Pero además la querella dudaba sobre una deuda con socios por valor de 668.600 euros “sin que se especifique con que socio”, así como que durante el ejercicio del año 2019 todos los pagos de clientes en el hotel se hayan efectuado en tarjeta “no habiéndose contabilizado ningún pago en metálico”, cuantificando esos ingresos en relación con ejercicios anteriores en 73.000 euros.
La defensa
La defensa ejercida por el abogado penalista Juan Gonzalo Ospina, ordenó las acusaciones para trazar una línea que desmontará la millonaria querella interpuesta contra sus clientes, demostrando documentalmente mediante contratos y la vida laboral de los señalados que “no se han apropiado ilícitamente de ninguna cantidad”. El letrado quiso recordar al querellante que fue administrador solidario de la empresa durante 13 años, por lo que “tenía conocimiento de esto” dándose la casualidad que durante su mandato ya se aprobaban dichos gastos.
En lo que se refiere a los supuestos gastos personales de 28.610 euros, los acusados manifestaron que esa cantidad se destinó para gastos de funcionamiento del hotel, tales como: sabanas, toallas, artículos de limpieza o gastos de la cocina, la cual como argumentaba la acusación, si es cierto que estaba cerrada para el uso de clientes, ofrecía servicio de desayunos y comidas a los empleados del negocio.
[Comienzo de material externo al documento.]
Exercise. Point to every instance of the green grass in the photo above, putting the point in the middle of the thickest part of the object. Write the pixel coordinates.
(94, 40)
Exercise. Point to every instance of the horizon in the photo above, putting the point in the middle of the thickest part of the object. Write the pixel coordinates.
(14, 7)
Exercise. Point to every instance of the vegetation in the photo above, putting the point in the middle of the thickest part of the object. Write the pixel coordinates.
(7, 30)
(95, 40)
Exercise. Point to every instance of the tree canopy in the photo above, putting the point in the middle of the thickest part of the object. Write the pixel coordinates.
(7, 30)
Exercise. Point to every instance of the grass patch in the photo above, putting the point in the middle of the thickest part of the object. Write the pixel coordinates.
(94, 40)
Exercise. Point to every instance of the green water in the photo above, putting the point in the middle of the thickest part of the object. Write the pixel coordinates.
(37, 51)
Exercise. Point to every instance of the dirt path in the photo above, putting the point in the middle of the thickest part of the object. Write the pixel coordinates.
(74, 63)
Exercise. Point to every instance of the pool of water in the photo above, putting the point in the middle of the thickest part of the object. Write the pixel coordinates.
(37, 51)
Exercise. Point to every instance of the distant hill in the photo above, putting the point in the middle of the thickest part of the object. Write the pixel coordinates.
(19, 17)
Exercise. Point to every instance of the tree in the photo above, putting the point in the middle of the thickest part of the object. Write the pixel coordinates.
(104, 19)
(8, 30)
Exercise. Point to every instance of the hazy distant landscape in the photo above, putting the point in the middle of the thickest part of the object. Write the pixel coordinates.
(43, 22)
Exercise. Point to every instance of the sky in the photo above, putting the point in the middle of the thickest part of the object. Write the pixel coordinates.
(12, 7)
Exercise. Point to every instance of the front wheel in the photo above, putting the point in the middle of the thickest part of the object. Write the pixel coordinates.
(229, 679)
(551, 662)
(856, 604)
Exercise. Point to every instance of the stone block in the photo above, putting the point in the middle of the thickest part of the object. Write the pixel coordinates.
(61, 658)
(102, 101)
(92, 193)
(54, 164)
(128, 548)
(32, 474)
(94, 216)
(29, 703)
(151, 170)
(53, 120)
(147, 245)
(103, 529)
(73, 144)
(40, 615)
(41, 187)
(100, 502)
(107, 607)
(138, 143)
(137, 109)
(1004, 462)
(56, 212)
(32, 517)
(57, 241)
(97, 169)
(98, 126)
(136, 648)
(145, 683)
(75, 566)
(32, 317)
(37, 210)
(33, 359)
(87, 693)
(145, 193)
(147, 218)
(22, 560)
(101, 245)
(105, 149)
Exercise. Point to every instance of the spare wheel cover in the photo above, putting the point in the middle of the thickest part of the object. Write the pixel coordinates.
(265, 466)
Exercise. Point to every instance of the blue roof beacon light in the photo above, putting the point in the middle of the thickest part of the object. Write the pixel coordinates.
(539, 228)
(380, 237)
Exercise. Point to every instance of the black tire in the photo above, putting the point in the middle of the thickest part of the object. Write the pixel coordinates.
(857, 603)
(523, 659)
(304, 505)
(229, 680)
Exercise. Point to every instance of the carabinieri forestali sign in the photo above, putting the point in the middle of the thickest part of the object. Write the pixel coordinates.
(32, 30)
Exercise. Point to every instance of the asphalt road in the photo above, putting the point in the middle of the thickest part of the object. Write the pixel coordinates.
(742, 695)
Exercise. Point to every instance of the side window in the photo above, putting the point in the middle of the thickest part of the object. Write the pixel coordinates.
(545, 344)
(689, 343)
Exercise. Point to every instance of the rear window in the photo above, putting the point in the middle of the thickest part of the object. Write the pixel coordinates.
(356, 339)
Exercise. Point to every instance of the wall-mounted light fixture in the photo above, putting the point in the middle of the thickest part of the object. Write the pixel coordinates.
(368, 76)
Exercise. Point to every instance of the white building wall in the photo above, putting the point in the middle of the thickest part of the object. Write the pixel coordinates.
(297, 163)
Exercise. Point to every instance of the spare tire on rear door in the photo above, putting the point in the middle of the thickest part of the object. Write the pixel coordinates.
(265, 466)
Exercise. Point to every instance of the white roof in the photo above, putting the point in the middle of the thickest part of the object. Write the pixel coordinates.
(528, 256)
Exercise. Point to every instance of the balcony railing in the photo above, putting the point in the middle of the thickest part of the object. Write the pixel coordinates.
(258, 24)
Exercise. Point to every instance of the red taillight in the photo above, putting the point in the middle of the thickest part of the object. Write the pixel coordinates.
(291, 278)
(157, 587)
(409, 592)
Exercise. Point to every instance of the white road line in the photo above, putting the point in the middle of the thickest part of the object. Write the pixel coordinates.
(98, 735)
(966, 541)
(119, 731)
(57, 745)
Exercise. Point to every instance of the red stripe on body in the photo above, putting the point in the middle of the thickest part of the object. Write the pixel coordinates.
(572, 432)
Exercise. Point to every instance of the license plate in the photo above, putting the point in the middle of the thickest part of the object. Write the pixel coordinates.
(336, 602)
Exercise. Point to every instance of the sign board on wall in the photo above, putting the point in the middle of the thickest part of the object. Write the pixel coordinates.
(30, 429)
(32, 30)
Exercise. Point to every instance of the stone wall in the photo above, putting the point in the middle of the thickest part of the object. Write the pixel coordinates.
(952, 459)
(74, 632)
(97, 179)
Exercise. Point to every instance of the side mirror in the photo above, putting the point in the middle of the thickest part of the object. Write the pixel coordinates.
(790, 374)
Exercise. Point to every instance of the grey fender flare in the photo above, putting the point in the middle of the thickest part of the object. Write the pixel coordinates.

Respecto a la ausencia de cobros en metálico Ospina Abogados clarificaban que los ingresos declarados en efectivo superaban los 5.000 euros, cantidad inferior a la de otros años dado que “la mayoría de los clientes reservan por medio de aplicaciones web y los demás pagan con tarjeta bancaria porque así se solicita en el hotel como garantía”, considerando “desproporcionado” reclamar 73.000 euros cuando en un año de referencia como fue el 2017 se declararon 25.147 euros en metálico.
Similar situación se produjo respecto a la cuestionada deuda a socios por valor de 668.600 euros, defendiendo documentalmente el letrado experto en delitos económicos que dichas aportaciones eran anteriores al año 2014, cuando el querellante era administrador del negocio, las cuales le recuerda se realizaron “para compensar pérdidas de ejercicios anteriores derivadas de la mala gestión de la sociedad administrada por el ahora querellante”, sostuvo la defensa en una causa que finalmente fue archivada y que pone de relieve la importancia de la necesaria especialización de los abogados en materia económica.